As far as safety is concerned, AcuraWatch features road departure mitigation, lane departure warning, forward collision warning, lane keeping assist, and collision mitigation braking with pedestrian detection, resulting in an IIHS Top Safety Pick+ status and a 5-star NHTSA rating.
The as-tested Navigation package adds unique 20” alloys, puddle lights, rain-sensing wipers, a larger 8” infotainment display with navigation, a sensational 501W 10-speaker surround sound system, AcuraLink phone connectivity, blind spot monitoring, rear cross traffic assist, and more.
What about performance? The 2017 Acura MDX returns with a direct-injected 3.5L i-VTEC V6 that produces a reasonably strong 290 horsepower and 267 lb-ft of torque for decent takeoffs and good highway passing power. While wonderfully smooth and quick-shifting, the 9-speed autobox features one of the weirdest gear selectors in the industry. It’s comprised of a long row of push-buttons and pull-tabs that really tax the brain when forced to react quickly. It also takes up more space on the lower console than it needs to. I’m not against change, but I prefer the simpler lever designs and rotating dial selectors others are using for their electronic transmissions.
The MDX has always been a great handler.
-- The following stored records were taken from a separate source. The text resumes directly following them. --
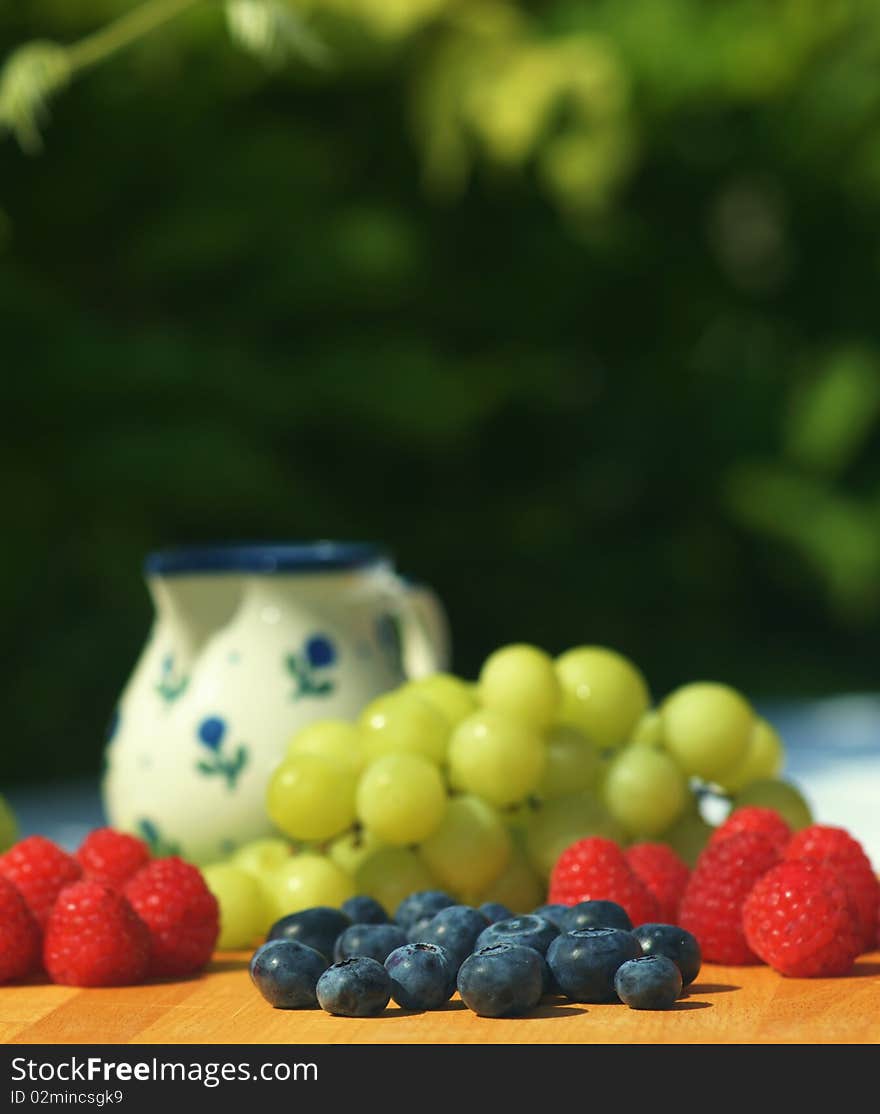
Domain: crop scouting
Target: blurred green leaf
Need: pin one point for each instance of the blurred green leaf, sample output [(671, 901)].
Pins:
[(834, 413)]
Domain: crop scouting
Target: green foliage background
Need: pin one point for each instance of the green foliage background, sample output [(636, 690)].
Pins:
[(573, 304)]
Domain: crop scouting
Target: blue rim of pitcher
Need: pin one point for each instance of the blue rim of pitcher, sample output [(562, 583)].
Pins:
[(319, 556)]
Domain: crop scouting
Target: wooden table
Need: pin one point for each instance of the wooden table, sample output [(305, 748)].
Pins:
[(725, 1006)]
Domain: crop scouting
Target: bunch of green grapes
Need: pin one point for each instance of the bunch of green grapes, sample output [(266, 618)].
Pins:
[(476, 788)]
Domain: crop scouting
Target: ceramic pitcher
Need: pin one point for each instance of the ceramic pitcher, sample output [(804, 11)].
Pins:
[(250, 643)]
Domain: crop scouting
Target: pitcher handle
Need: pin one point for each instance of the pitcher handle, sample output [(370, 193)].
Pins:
[(426, 639)]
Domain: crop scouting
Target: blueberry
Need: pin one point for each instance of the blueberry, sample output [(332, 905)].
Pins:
[(455, 928), (674, 943), (495, 911), (648, 983), (585, 961), (596, 914), (362, 909), (357, 987), (529, 930), (421, 976), (421, 905), (417, 930), (554, 912), (286, 973), (319, 926), (377, 941), (501, 980)]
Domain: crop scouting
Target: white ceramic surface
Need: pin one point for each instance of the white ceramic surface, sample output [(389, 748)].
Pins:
[(248, 644)]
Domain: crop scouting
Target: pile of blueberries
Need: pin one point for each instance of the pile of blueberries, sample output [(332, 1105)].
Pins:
[(353, 960)]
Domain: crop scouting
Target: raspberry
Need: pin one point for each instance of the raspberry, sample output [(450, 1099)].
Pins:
[(799, 920), (95, 938), (39, 870), (664, 873), (596, 869), (844, 856), (111, 857), (752, 818), (181, 911), (712, 904), (19, 935)]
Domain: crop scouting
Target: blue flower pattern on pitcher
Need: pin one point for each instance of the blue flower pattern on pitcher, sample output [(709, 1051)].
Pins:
[(316, 655), (212, 735), (170, 684)]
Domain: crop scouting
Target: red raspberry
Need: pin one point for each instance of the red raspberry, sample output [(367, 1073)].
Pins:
[(837, 849), (752, 818), (799, 920), (95, 938), (111, 857), (596, 869), (19, 935), (39, 870), (181, 911), (664, 872), (713, 899)]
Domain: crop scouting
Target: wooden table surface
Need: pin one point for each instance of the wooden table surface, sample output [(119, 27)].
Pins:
[(725, 1005)]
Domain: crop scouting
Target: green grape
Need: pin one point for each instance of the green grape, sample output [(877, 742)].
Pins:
[(520, 681), (706, 727), (261, 857), (557, 824), (401, 799), (391, 873), (308, 879), (453, 697), (764, 758), (336, 740), (688, 834), (496, 756), (403, 722), (648, 731), (243, 915), (351, 848), (779, 794), (471, 846), (310, 798), (644, 790), (518, 887), (573, 763), (8, 826), (604, 694)]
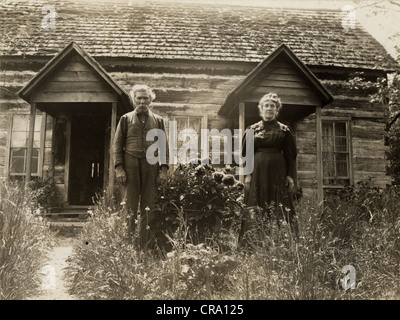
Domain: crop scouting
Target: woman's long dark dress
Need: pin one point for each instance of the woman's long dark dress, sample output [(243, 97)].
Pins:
[(274, 159)]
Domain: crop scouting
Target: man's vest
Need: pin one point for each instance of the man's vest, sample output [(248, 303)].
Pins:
[(131, 135)]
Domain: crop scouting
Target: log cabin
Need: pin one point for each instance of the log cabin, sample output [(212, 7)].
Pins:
[(67, 69)]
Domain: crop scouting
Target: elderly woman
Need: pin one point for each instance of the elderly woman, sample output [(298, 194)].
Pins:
[(271, 184)]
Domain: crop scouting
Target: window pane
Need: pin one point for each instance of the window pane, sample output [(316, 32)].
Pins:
[(340, 129), (17, 160), (335, 156), (341, 144), (341, 165), (20, 123), (327, 137), (18, 140)]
Last year, its adept Super Handling All-Wheel Drive (SH-AWD) system received an upgraded twin-clutch rear differential, which directs torque between the front and rear wheels plus left and right for improved traction and quicker cornering. Together with amplitude-reactive dampers and Agile Handling Assist brake torque-vectoring, SH-AWD aids a taut body structure and superb, fully independent suspension, resulting in greater legerity than anything this large SUV should be capable of.
Acura’s Integrated Dynamic System (IDS) adds a Sport mode to enhance the experience. It quickens throttle response, lets the engine rev higher between shifts, firms up the steering, and relays more torque to the outside rear wheels in corners for better turn-in, plus it even makes the engine sound a bit sportier. I left it there most often, but I also found its default Comfort mode to be enjoyable enough and nicer over rough inner-city pavement. Either way, the Acura MDX provides an excellent ride that’s also very quiet, two key reasons why it’s so popular.
Sure, the MDX Navi isn’t perfect, but it’s a very good SUV with an eye-catching new grille that should cause some potential buyers to give it a closer look. When they do, they’ll experience above-average performance, decent fuel economy, nice interior refinement, impressive passenger and cargo capability, a good assortment of features, and a tremendous standard safety setup.